Kava-NAH: Pittsburgh locals protest Supreme Court nomination


Thomas Yang | Assistant Visual Editor

One of more than 75 protesters who gathered in Schenley Plaza Thursday afternoon holds a sign that reads “Cancel Kavanaugh #BelieveSurvivors.”

By Jon Kunitsky , Staff Writer

More than 200 miles away from Washington, D.C., dozens of protestors huddled beneath the Schenley Plaza tent seeking cover from the pouring rain. They held signs reading, “No abusers on the Supreme Court,” “THEY LAUGHED ABOUT IT” and “BELIEVE SURVIVORS.”

They were there to protest a single man — Supreme Court nominee Brett Kavanaugh.

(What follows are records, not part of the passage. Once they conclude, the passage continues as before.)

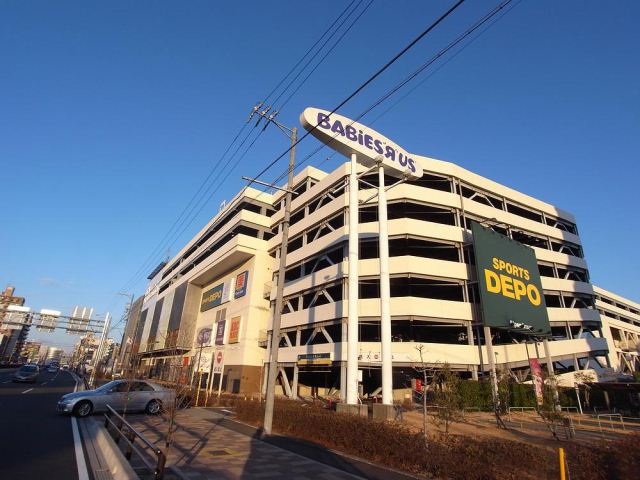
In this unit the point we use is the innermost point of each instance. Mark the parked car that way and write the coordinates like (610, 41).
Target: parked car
(27, 373)
(136, 395)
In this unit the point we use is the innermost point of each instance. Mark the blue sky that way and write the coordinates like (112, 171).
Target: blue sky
(113, 113)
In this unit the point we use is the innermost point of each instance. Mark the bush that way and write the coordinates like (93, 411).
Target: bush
(450, 457)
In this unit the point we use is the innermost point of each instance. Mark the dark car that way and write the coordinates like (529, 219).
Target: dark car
(27, 373)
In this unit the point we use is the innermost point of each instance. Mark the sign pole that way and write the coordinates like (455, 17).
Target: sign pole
(385, 292)
(352, 321)
(220, 379)
(492, 369)
(554, 388)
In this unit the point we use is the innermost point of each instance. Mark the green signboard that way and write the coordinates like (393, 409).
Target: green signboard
(509, 282)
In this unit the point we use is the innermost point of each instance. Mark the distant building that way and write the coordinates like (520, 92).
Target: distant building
(12, 335)
(31, 351)
(130, 344)
(54, 354)
(85, 350)
(79, 321)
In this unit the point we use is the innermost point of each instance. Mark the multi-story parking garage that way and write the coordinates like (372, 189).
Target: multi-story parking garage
(434, 296)
(193, 311)
(621, 327)
(208, 301)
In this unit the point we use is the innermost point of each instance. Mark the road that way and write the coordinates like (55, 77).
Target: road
(35, 441)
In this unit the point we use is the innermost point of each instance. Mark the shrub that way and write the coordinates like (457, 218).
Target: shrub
(445, 457)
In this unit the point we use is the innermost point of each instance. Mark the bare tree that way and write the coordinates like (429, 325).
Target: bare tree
(426, 372)
(447, 394)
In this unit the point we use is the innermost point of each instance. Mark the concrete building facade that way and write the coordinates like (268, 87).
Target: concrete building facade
(209, 300)
(434, 298)
(621, 326)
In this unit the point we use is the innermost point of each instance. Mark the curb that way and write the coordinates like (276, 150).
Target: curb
(346, 463)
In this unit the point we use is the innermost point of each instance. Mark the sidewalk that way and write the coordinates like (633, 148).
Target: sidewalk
(202, 448)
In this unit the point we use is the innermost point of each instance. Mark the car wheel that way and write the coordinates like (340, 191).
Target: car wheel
(83, 409)
(153, 407)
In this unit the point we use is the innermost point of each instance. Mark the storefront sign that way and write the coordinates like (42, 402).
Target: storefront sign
(204, 337)
(241, 284)
(234, 330)
(204, 362)
(347, 136)
(315, 359)
(220, 332)
(509, 282)
(218, 363)
(536, 375)
(212, 298)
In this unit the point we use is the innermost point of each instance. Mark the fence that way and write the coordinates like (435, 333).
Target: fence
(611, 416)
(124, 431)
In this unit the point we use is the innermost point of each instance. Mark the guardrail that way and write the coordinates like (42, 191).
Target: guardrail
(610, 415)
(570, 409)
(469, 409)
(123, 430)
(522, 409)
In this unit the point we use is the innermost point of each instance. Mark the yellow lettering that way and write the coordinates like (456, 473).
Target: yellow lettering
(533, 294)
(519, 289)
(493, 282)
(507, 286)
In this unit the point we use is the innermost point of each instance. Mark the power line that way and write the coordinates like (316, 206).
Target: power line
(324, 56)
(366, 83)
(170, 237)
(161, 244)
(308, 52)
(478, 24)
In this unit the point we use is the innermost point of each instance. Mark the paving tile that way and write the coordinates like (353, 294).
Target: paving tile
(202, 449)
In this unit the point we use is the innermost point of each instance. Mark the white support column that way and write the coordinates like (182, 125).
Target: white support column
(352, 327)
(385, 293)
(474, 367)
(488, 341)
(294, 386)
(285, 382)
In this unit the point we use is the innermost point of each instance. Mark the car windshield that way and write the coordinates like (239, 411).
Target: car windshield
(108, 386)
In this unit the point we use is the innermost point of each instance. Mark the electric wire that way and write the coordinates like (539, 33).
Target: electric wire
(308, 52)
(365, 84)
(184, 215)
(327, 53)
(478, 24)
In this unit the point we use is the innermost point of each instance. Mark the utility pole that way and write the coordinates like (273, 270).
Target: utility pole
(98, 354)
(123, 342)
(292, 133)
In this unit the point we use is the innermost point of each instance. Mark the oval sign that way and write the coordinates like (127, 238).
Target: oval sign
(348, 136)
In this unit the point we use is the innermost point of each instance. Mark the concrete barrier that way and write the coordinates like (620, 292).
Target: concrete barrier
(105, 458)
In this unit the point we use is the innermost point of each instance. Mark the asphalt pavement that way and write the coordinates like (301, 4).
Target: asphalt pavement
(36, 441)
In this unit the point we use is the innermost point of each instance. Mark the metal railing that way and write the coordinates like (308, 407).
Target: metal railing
(469, 409)
(575, 409)
(124, 431)
(522, 409)
(610, 415)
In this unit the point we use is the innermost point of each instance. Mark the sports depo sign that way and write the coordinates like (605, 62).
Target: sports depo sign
(509, 282)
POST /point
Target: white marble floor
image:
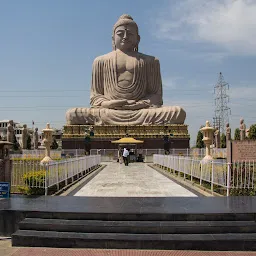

More than 75 Pittsburgh locals attended the protest, titled “Cancel Kavanaugh: Walk Out, Rally, and Speak Out!” Protesters held signs, chanted and shared personal accounts of sexual assault.

The event — hosted by The Socialist Alternative, a national anti-capitalist, pro-labor organization, and the Pittsburgh Democratic Socialist of America — was organized to express outrage over Kavanaugh’s possible confirmation to the Supreme Court. Representatives from Pitt’s Graduate Student Organizing Committee, the International Socialist Organization and the Act Now to Stop War and End Racism coalition also attended.

The rally took place just one day before the Senate was set to vote on whether Judge Kavanaugh should be confirmed as a Supreme Court justice. His candidacy is surrounded by allegations of sexual assault by Dr. Christine Blasey Ford, which were made public on Sept. 27 in a Washington Post report.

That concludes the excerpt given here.